One of our clients is also approaching 70. He was describing how when he was in his early 50s and first came to us, he would check his 401(k) balance twice a day dreaming of when he was 65 and could retire from his corporate job. We instead reviewed what he and his wife needed for cash flow and persuaded him that he could take a pay cut to move to academia. When we were talking with them about their current portfolio, he said that the best decision he ever made was saying yes to the career change.

Saying yes is not about being reckless, it is about honestly looking at your resources and saying, "This is what I really want for myself." It may be doing something bigger than you thought possible, but it may also mean something smaller.

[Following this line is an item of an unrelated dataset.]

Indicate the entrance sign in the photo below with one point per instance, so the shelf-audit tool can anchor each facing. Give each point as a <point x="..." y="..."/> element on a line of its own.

One of our clients was feeling tremendous financial pressure from decisions that they made that were not consistent with their capabilities. When times were good for their business, they built a house that they could barely afford. Times are no longer good. Each month they are digging a deeper hole for themselves. While they could eventually get bailed out, in the meantime their financial struggles impact everything — their marriage, their parenting, and their confidence. In order to move on, they have to say yes to their current situation and change it. Yes is accepting that they are in trouble. Change would not be easy because they would have to sell their house and switch their children's schools. But saying yes acknowledges that they can move past the temporary social embarrassment caused by the changes and redefine their priorities.

Saying yes is living the Stockdale Paradox that Jim Collins describes in his book, "Good to Great." Adm. Jim Stockdale was a prisoner of war at the Hanoi Hilton, and he described how to survive that horrible experience: "You must never confuse faith that you will prevail in the end — which you can never afford to lose — with the discipline to confront the most brutal facts of your current reality, whatever they might be."

Rather than trying to escape where you currently are, say yes to it. And then look at things that you need to change in order to get where you wish to be. If money becomes your distraction for the other things in your life that you are avoiding, then it won't hold its proper place for you.

While I didn't head out on a 20-mile trek that Sunday, in the coffee shop I worked to figure out where I wanted to say yes.

Spend your life wisely.

Ross Levin is the founding principal of Accredited Investors Inc. in Edina. His Gains & Losses column appears on the last Sunday of the month. His e-mail is ross@accredited.com.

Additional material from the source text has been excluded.